Geir Helgemo


Geir Helgemo is a professional bridge player who was born in Norway but is now a citizen of Monaco. Through 2012 he had won three world championships in competition. As of August 2018 he ranked first among Open World Grand Masters and his regular partner Tor Helness ranked second.
Helgemo was born in Vinstra, Norway. For several years through 1994 he represented Norway on both its junior and open teams. The juniors won the 1990 European Championship and both teams finished second in the 1993 World Championships. From that time Helgemo played with Tor Helness on the open team, which was always strong and won another world silver medal in 2001. Norway finally won the world team championship in 2007, the biennial Bermuda Bowl, with a team of six including Helness–Helgemo as anchor pair.
At the inaugural 2008 World Mind Sports Games in Beijing, Tor Helness won the Open Individual gold medal and Geir Helgemo won the silver. Norway's open team won the bronze.

Emigration to Monaco

From 2011 Helgemo and Helness were full-time members of a team led and funded by the Swiss real estate tycoon Pierre Zimmermann, under a contract expiring in 2016. The team, not yet playing full-time, finished third in the 2010 World Championship and subsequently competed in the European Bridge League open championship. In 2012, all six members of the team became citizens of Monaco. In 2017 Helgemo and Helness were both convicted of tax evasion."

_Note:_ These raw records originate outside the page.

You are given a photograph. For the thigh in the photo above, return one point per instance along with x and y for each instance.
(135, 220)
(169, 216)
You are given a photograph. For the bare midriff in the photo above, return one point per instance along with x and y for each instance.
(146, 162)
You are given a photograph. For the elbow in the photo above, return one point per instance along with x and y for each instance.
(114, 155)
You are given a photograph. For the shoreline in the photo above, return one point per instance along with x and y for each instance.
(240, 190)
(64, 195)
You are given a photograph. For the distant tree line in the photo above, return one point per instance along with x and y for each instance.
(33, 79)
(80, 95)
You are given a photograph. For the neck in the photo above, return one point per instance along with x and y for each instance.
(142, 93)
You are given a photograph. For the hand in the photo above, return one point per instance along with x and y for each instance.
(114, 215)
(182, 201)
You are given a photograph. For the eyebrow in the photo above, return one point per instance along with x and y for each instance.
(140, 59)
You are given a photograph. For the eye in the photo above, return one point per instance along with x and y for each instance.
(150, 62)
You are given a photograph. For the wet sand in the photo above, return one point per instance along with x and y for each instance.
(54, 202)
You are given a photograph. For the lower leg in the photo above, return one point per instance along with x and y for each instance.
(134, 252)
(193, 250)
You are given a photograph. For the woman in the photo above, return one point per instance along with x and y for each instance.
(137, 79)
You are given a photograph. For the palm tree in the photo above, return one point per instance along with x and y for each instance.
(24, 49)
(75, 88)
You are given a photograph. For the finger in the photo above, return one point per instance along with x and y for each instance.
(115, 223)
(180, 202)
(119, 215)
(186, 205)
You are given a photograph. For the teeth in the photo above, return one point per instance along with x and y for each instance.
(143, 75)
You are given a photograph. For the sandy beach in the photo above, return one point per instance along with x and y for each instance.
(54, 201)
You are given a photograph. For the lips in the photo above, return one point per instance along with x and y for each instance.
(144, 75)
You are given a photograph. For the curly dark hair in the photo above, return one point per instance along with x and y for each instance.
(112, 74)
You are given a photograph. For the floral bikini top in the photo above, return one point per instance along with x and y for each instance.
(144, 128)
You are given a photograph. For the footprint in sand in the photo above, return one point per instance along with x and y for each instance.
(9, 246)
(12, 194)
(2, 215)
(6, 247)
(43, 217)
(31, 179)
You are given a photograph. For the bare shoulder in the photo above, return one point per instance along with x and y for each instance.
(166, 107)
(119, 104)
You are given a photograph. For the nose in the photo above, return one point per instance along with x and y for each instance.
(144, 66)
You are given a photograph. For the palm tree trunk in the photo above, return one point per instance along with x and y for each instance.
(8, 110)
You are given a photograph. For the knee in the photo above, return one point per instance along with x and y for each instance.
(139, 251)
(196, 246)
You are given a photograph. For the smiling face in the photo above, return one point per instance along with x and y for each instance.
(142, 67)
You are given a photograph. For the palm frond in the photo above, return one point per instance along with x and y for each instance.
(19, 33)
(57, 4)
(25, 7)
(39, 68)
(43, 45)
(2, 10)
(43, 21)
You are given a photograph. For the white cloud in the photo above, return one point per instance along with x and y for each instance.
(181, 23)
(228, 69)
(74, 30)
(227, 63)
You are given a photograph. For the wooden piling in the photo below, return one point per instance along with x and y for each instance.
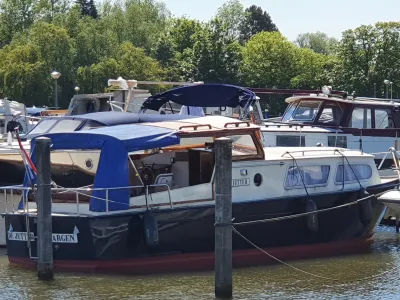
(223, 218)
(43, 202)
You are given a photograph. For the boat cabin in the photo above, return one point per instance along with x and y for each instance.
(336, 112)
(164, 159)
(370, 125)
(206, 99)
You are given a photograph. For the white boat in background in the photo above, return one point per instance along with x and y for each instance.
(14, 114)
(151, 207)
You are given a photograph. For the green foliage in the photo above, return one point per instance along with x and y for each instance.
(270, 60)
(255, 20)
(138, 39)
(319, 42)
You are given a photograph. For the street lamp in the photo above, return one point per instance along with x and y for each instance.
(391, 90)
(55, 76)
(387, 82)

Reporting False Scores - Suspension

Helgemo's team reported a false score in a match in Norway. All players involved were suspended by the Norwegian Bridge Federation. Three of the players involved, Terje Aa, Geir Helgemo and Jørgen Molberg were members of the American Contract Bridge League and were suspended by the ACBL.

Use of prohibited drugs

On 1 March 2019, at which time Helgemo was the world's highest-ranked player, the World Bridge Federation announced that he had been suspended for a year after testing positive for two banned substances in a sample he had provided at the World Bridge Series in Orlando in September 2018: clomifene and synthetic testosterone. The drugs were said to be "not performance enhancing" by Kari-Anne Opsal, the president of the Norwegian Bridge Federation. The WBF is recognised by the International Olympic Committee and therefore follows the World Anti-Doping Agency's rules on which drugs are permissible. The ban, backdated to begin when he accepted a provisional suspension, is due to expire on 20 November 2019. A spokesperson for the Monaco Bridge Federation said: "We regret that a talent such as Geir Helgemo is sanctioned under an anti-doping regulation that is certainly adapted to physical sport but totally unsuitable for brain sport."